I confess my knowledge of Aristotle is on par with my knowledge of nuclear physics. It’s nearly non-existent, even though I’ve spent considerable time studying Xenophon and Plato. Still, some stray bits and pieces of Aristotlean reasoning have stayed with me. One is the idea that a political regime taken to an extreme is no regime at all (e.g. insist on too much democracy, and you get tyranny). Another I’ve put as a maxim: you shouldn’t reason the same way in emergencies as you do in normalcy. A country fascinated with having as leaders generals and businessmen who have leveraged bankruptcy to their advantage, then, obsesses with the notion that knowledge is a panacea, able to solve any problem at any time. Unfortunately, life doesn’t work that way. Insist too much on the solution and the actual problem becomes obscured. Kay Ryan, in “We’re Building the Ship as We Sail It,” dwells on how artifacts of bad reasoning stay with us:
We’re Building the Ship as We Sail It (from Poetry) Kay Ryan The first fear being drowning, the ship’s first shape was a raft, which was hard to unflatten after that didn’t happen. It’s awkward to have to do one’s planning in extremis in the early years –- so hard to hide later: sleekening the hull, making things more gracious.
Life as a ship should imply sailing over waters calm and harsh. I don’t know about you, but for all of my life I’ve been hammered with “How will you survive?” even in situations where I was doing perfectly well for myself. In this case, life as a ship takes a distinctly different shape: The first fear being drowning, the ship’s first shape was a raft. Fear means panic, and panic means throwing any old thing together, including something that cannot possibly suffice for the future. The raft was hard to unflatten after that [drowning] didn’t happen.
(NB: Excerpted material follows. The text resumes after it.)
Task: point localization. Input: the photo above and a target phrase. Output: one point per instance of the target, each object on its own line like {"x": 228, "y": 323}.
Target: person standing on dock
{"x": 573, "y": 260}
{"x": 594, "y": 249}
So Ryan starts with three ideas which expand upon our Aristotlean maxim. First, if you build from your fear and your fear only, you’re doing hack work. You’re not actually building anything useful for later. Second, you’re not appraising the situation correctly. Maybe drowning was a legitimate fear, but you exaggerated it at the expense of every other concern. Finally, what you built not only fails to suffice for your journey, but must be replaced.
Regarding that last thought: you still have to float. You can’t just throw the raft away. The fear of drowning was legitimate enough. It’s awkward to have to do one’s planning in extremis in the early years — so hard to hide later. This doesn’t mean Aristotle was wrong and people with advice at their worst are right. It’s more like this: no matter what, we’re going to be informed wrongly, stuck with some degree of fear or panic and reliant on some relic of it. (It goes without saying that anyone who wants to compare one person’s pain with another’s offhand is a complete idiot. What goes for normal situations always looks superficially similar to deadlier ones.)
So we’re stuck. We’ve got some fear, some bad reasoning, hiding in our reshaped ship. Is papering this over a denial of reality? If we sleeken the hull, making things more gracious, are we failing to be true to ourselves? These questions don’t really follow from Ryan’s treatment of the problem; “awkward” planning in early years, it being “hard to hide” the faults later — these concerns indicate a disposition which wants to change, which wants to solve problems. But I think those of us who get nervous can identify when we’ve wondered whether our fears, our worries, are something more permanent we can’t deny. Ryan implies an answer to this through the title: “We’re Building the Ship as We Sail It,” we are committed to being works in progress. As a result, grace is possible. We can be gracious, as long as we are willing to recognize our rough edges, how we’ve been wrestling, consciously or not, with our own formation.